Par notre bénévole Lhoucine BENLAIL vice-président de diplomaticnews.net

Le Maroc traverse l’une de ces phases éprouvantes où le silence des palais se fait plus assourdissant que le fracas des crises. Depuis plusieurs semaines, une question autrefois murmurée dans les alcôves de Rabat s’est muée en une préoccupation majeure : où est le Roi ? Alors que les rumeurs sur l’état de santé de Mohamed VI s’épaississent, l’absence du monarque dessine un vide institutionnel profond que les communiqués officiels ne parviennent plus à combler.
Peut-on réellement gouverner un royaume par l’absence ? La question est devenue éminemment politique. Lorsqu’un Roi, clé de voûte de l’édifice constitutionnel, s’efface de la scène publique, c’est l’équilibre même de la nation qui vacille. Le peuple se retrouve suspendu à un silence qui laisse le champ libre aux conjectures les plus sombres.
Une image restera gravée : le podium de la Coupe d’Afrique des Nations. Ce théâtre de gloire est devenu le décor d’un vide historique. Cependant, au-delà de l’absence physique, une nouvelle fracassante vient d’ébranler les certitudes : la vente massive d’une partie importante de son patrimoine en France.
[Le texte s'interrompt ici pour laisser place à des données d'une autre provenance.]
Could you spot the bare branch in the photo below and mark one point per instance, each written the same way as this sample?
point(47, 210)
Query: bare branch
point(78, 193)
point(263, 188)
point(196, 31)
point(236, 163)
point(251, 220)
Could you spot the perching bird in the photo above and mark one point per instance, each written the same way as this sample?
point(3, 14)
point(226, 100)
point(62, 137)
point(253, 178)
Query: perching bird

Qui détient réellement le pouvoir de signature ? La question est d’autant plus troublante que l’état de santé du souverain ne lui permet plus, selon toute vraisemblance, d’assurer sa présence physique pour de telles transactions ou même de paraître en public. Comment un homme dont on dit les jours comptés peut-il procéder à une telle liquidation de ses biens ?

/ Une interrogation s’impose avec force : qui a obtenu la procuration ? Qui, dans l’ombre de la maladie, manœuvre les leviers financiers de la Couronne alors que le monarque est hors d’état d’agir ?
Cette précipitation à transformer le patrimoine immobilier et financier en liquidités ressemble à une préparation de « l’après », menée par un entourage dont l’identité et les intentions restent floues. L’absence du Prince Héritier lors du triomphe de la CAN, remplacé par son oncle Moulay Rachid, ne fait qu’accentuer ce sentiment de déshérence. Si le cœur du pouvoir est paralysé au point de déléguer jusqu’à la symbolique de la remise du trophée, c’est que la régence de fait est déjà en marche.

Le Maroc de 2026 ne peut naviguer à vue. Cette opacité, doublée de manœuvres financières d’envergure dont le signataire réel reste inconnu, n’est plus une pudeur protocolaire, elle devient un risque stratégique majeur.
Combien de temps le Palais pourra-t-il maintenir ce rideau de fer ? L’histoire enseigne que le vide finit toujours par être comblé. Il est temps que la clarté succède aux ombres car, derrière la question de la procuration et la liquidation des biens, c’est l’avenir de la stabilité du Royaume qui se joue.